Everet looked up quickly into his mother’s face. “Before your twenty-fifth birthday?”

“Yes.”

“And were you sorry that you did not wait a little longer? You would have been free from the conditions of that will, and could have kept your money.”

“No, Everet, I have never regretted my marriage,” Mrs. Mapleson calmly replied. “I think I have been far happier than I should have been had I remained single.”

“What became of Robert Dale’s money?”

“That has been a mystery to everybody, and one that has remained unsolved to this day. He was known to have given twenty thousand dollars to a blind asylum in Philadelphia several years previous to his death; but what became of the remainder of his fortune, which must have been very large, has been a question that has puzzled all who knew him. I think, however, he must have given away large sums at different times, and it was all distributed before he died, for no papers of any kind and no will were ever found.”

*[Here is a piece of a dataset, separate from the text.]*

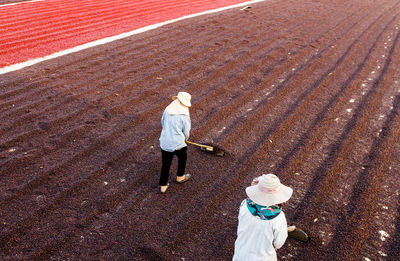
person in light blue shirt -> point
(176, 126)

“Was Miss Annie Dale a relative of this eccentric old bachelor?” Everet inquired.

“Yes; she was his niece, his own brother’s child; but he never had anything to do with the family. There was some trouble between himself and his brother during their youth, and he never forgot or forgave the grudge. Even after the girl’s father died, he refused to have anything to do with either mother or daughter, although I have heard that they were at times very needy.”

“Did you ever see the girl?”

“No; my home, as you know, was in Richmond. I was not married, and did not go to Vue de l’Eau until some three years or more after she disappeared.”

“Do you know the name of the family to whom she went as governess?”

“No.”

Mrs. Mapleson seemed to grow somewhat weary of the conversation.

“It is very strange what became of her,” her son murmured, reflectively. “Do you imagine there was any foul play about her disappearance?”

“Oh, no, indeed. She probably met some clever young man who fell in love with her and married her. I do not know much about the matter anyway, only that she was entirely alone in the world, and I do not know as there was anything so very remarkable about her going off and never coming back again. But, mercy! Everet, I do not care to sit here all day and talk about the Dales, even for the sake of making out your handsome orator to belong to them, which is not at all probable. Come, I want to look about a little.”

Mrs. Mapleson arose as she spoke, thus putting an end to their long talk, and her son dutifully attended her wherever she wished to go; but he became more and more convinced that Annie Dale, who had so mysteriously disappeared many years ago, and Geoffrey Dale Huntress were in some way connected with each other.

He knew that there was some Mapleson blood in the Dale veins, although it was a good way back, and he believed that accounted for Geoffrey’s singular resemblance to himself.

“I’ll wager that there is some story of shame at the bottom of Annie Dale’s disappearance,” he thought; “and if I can ferret it out and fasten it upon him, Gladys Huntress will never marry him. I’ll look into this matter as soon as I go home.”